When discussing the German Monopolkommission’s new paper published yesterday, and its proposal to abolish the successful Law on Priority for Renewable Energy and introduce a renewable portfolio standard (quota system), the first thing to note is that they proposed exactly that last year.
You wouldn’t know from reading the paper, but this was discussed at Cabinet level of the German government, and rejected last year. This is a failed proposal. The only party backing this is the known enemy of renewable energy FDP.
So even if the FDP is not booted out of the Bundestag in the elections coming up this month (they are between 5 and 6 % in the latest polls) and we are stuck with another four years of incompetent management of the energy transition, this proposal is unlikely to actually get adopted.

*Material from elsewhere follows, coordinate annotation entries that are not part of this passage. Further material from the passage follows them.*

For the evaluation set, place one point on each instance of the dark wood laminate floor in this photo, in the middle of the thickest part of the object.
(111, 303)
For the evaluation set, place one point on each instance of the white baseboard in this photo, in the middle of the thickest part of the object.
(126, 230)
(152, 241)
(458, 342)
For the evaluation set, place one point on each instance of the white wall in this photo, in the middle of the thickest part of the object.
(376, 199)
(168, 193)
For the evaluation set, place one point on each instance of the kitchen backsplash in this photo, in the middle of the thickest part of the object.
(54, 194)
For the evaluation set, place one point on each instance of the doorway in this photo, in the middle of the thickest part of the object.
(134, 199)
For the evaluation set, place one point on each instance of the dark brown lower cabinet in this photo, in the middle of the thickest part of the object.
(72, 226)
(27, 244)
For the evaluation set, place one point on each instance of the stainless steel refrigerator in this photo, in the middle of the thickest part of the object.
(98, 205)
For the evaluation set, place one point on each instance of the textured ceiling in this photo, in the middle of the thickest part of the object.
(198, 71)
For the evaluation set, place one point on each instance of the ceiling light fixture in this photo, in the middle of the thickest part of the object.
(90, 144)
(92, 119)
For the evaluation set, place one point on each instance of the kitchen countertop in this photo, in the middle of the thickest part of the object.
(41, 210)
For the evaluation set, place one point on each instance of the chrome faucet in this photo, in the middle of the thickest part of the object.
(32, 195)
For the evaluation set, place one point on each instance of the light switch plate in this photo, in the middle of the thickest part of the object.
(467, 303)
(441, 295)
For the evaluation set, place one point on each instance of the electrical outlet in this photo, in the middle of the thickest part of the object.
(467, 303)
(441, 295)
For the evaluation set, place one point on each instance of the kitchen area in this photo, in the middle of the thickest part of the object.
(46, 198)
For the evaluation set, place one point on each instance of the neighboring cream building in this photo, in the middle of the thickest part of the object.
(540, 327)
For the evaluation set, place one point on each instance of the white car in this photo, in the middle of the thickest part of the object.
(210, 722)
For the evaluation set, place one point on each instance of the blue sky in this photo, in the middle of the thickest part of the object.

Basically, there is nothing wrong with setting quotas. The law on Priority for Renewable Energy sets quotas in Article 1, for example the requirement of 35% electricity coming from renewable until 2020, and 80% until 2050. It also has a double quota in Article 39 Paragraph one.
I would be happy to support a renewable portfolio standard that required at least 10 % of electricity coming from solar until 2020. Of course on top of the existing feed-in tariff.
The failed proposal of a renewable portfolio standard says that saves money.
For one, money is not an issue. Speed is. If anything, Germany has a moral obligation to pay more to get the countermeasures to global warming kick in faster, coming from the fact that Germany has high historical cumulative per capita CO2 emissions.
Also, this is true only in the short term. Solar panels will produce electricity long after the feed-in tariff periods are over. Then they will deliver electricity at basically zero cost, potentially for centuries to come.
Renewable portfolio standards are a very short-sighted policy. Yes, they may save some surcharges in the short term. But with that comes that only the cheapest technology will be built under them. Solar would never have been able to take off under such a failed policy.
But for a transition to renewable to work, we need all potential technologies to be developed at full speed. Wind and solar complement each other nicely. Most wind in Germany is available in the winter months, when solar is down. And you don’t get such a balanced system with a “technology-neutral” failed renewable portfolio standard proposal.
Of course, while the CDU/FDP government rejected this proposal last year, they might reconsider after the election (if they keep their majority). We might lose the successful feed-in tariff system. The enemies of renewable in the FDP and the Monopolkommission might still win.
But even if that happens, the fourteen years of feed-in tariff Germany had already will have already succeeded in bringing prices for solar way down. They will already have succeeded to give solar the power to provide for around half of peak noon power demand in summer. These successes are irreversible. The enemies of renewable power at the Monopolkommission will never be able to get solar back to over 50 cents a kWh, even if they somehow get a majority for their failed policy proposals.